Doe worked Directions for Youth and Families, Inc. Doe is bipolar and communicated as much to her employer, which eventually fired Doe.
Want to know why?
Welp, here’s the quote from Doe v. Directions for Youth and Families, Inc. (opinion here):
At their August 2014 meeting, the CEO told Plaintiff something to the effect of: “[L]et’s be human here. I know all about the ADA and everything[,] . . . [but] [d]ue to the unpredictable and sporadic nature . . . of your mental illness[,] . . . we can’t have you working with this population,” and that DYF “can’t have [her] walking in and out of these clients’ lives.”
(Lest anyone think this is what Jim Ross really thinks, that’s totally farcical. But, there was that time that the Undertaker threw Mankind off the top of the Hell in the Cell…)

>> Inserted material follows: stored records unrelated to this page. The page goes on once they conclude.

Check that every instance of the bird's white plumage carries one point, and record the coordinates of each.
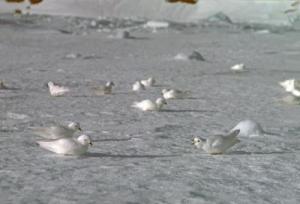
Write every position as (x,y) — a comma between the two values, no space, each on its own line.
(148,82)
(103,90)
(67,146)
(174,94)
(56,90)
(217,144)
(292,86)
(148,105)
(57,131)
(138,86)
(238,68)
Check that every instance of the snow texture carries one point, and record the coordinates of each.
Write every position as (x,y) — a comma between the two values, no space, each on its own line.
(141,157)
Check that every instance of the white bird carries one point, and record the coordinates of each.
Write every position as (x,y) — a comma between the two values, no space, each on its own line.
(56,90)
(104,90)
(148,82)
(217,144)
(248,128)
(148,105)
(238,68)
(2,85)
(174,94)
(138,86)
(292,86)
(57,131)
(296,93)
(67,146)
(288,85)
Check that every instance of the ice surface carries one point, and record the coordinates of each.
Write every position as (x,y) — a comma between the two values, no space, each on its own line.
(258,11)
(142,157)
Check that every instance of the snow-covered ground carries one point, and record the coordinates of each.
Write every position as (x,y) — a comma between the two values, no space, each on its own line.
(147,157)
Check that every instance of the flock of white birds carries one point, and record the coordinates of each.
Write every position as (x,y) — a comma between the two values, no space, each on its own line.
(60,139)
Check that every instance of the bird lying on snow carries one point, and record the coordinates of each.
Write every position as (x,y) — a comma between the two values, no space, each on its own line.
(174,94)
(104,90)
(148,82)
(56,90)
(217,144)
(148,105)
(138,86)
(67,146)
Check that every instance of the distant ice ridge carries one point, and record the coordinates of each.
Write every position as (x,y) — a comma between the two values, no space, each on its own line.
(239,11)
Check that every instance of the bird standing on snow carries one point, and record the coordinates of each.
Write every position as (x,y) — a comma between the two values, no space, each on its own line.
(57,131)
(104,90)
(56,90)
(138,86)
(67,146)
(148,82)
(148,105)
(217,144)
(238,68)
(174,94)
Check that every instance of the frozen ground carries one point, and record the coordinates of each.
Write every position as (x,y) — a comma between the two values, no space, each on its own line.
(147,157)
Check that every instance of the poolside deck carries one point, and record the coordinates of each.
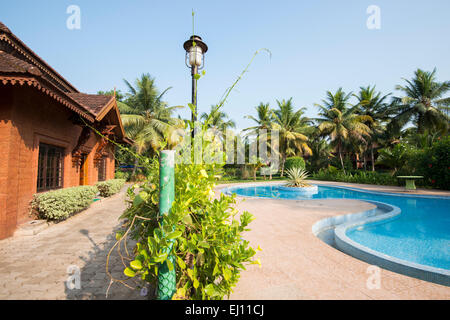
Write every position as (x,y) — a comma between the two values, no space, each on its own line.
(298,265)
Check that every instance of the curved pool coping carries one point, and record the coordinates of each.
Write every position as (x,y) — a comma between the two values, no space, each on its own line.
(342,223)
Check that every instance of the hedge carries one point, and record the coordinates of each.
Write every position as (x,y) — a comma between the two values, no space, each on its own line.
(110,187)
(60,204)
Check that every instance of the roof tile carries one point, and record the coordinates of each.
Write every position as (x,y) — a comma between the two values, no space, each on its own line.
(11,64)
(92,102)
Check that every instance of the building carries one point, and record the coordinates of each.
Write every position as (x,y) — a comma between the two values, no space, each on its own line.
(44,141)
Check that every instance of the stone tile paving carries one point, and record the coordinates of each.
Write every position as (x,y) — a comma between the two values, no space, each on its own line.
(36,267)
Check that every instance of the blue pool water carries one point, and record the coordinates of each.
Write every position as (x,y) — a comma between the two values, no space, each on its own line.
(420,234)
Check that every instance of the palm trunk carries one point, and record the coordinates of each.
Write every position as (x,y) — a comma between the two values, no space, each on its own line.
(136,163)
(283,160)
(372,158)
(340,157)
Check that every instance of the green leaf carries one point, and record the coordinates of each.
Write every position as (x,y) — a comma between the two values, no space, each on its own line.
(181,263)
(196,283)
(136,265)
(187,219)
(161,257)
(209,290)
(227,274)
(174,235)
(190,273)
(129,272)
(203,244)
(169,264)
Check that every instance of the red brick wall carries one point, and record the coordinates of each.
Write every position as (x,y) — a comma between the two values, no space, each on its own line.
(28,117)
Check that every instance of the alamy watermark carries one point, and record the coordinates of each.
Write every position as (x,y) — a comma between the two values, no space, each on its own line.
(74,279)
(374,20)
(73,22)
(374,279)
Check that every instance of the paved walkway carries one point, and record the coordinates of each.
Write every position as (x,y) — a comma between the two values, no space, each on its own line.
(36,267)
(298,265)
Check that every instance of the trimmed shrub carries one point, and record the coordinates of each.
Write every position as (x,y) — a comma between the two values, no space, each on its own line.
(294,162)
(367,177)
(110,187)
(62,203)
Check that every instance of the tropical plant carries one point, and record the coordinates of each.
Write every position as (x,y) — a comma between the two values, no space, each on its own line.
(147,119)
(423,102)
(292,128)
(200,236)
(341,123)
(295,162)
(394,158)
(297,177)
(218,120)
(264,119)
(374,105)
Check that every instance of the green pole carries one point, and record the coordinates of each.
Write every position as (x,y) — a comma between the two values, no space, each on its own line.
(166,278)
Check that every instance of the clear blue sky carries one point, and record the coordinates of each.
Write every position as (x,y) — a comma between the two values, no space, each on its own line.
(316,46)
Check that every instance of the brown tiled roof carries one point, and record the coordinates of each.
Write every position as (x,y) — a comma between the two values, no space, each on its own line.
(30,56)
(11,64)
(94,103)
(4,28)
(19,65)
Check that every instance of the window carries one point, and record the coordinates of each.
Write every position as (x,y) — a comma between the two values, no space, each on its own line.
(50,167)
(102,169)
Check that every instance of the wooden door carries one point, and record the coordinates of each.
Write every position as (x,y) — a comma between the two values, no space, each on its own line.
(84,170)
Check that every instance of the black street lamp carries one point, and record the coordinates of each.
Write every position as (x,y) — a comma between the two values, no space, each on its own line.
(195,50)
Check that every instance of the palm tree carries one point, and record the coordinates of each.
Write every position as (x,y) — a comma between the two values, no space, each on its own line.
(340,122)
(264,119)
(292,127)
(371,103)
(321,151)
(423,102)
(261,130)
(146,118)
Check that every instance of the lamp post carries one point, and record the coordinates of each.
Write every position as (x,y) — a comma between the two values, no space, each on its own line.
(195,51)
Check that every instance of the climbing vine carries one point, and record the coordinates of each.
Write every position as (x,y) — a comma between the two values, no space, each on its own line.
(203,230)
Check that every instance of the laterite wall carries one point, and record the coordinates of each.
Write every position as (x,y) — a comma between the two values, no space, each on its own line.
(28,117)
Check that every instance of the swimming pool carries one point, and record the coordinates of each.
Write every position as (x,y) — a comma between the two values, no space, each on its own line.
(417,235)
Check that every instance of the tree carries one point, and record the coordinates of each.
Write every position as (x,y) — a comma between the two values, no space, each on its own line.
(340,122)
(373,104)
(292,127)
(423,102)
(147,119)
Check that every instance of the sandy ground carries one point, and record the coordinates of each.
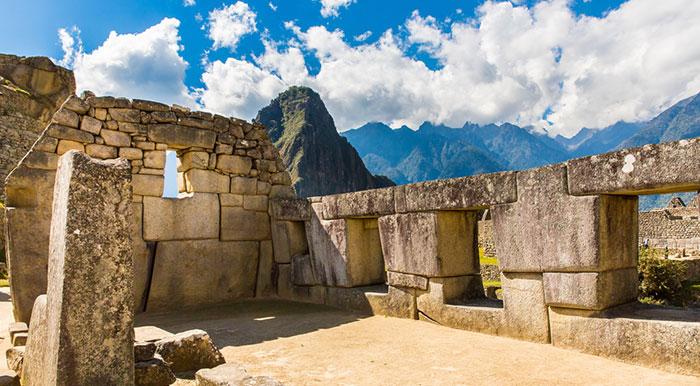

But, seriously, what would compel an employer to say something (allegedly) like this?
And could this be considered “direct evidence” of discrimination under the Americans with Disabilities Act?
What do you think, Stone Cold Steve Austin?
(People, this is an actual law blog from a real lawyer)
Now, what say you, Judge Algenon L. Marbley?
Defendant argues that this is not direct evidence of discrimination because Casares did not explicitly mention her bipolar disorder. The Court disagrees…. [A]ccording to Defendant’s understanding, an employer telling a black employee that she was being terminated because of her race would not be direct evidence of discrimination because the employer did not mention the employee’s race…. That cannot be the case. Here, an employer told an employee with bipolar that she was being terminated because of her mental illness. Terminating an employee who is believed to have bipolar disorder (and no other mental illness) because of her mental illness is necessarily terminating that employee because she has bipolar.
Most employers don’t discriminate, which is good. But, if you’re one of the bad ones who discriminate, maybe, don’t come out and admit it to the person that you’re firing.
Now, I want to emphasize that I’m not saying that Directions for Youth and Families, Inc. is one of the bad ones. Remember that these are just allegations, and a trial looms at which I jury will ultimately decide whether this employer violated the ADA.
But, if you find yourself in a situation where an employee’s disability, with or without accommodation, renders her unable to perform the essential, you tell her that she is being terminated because she cannot do the job. That’s it.
You don’t mention the disability — or any other protected class.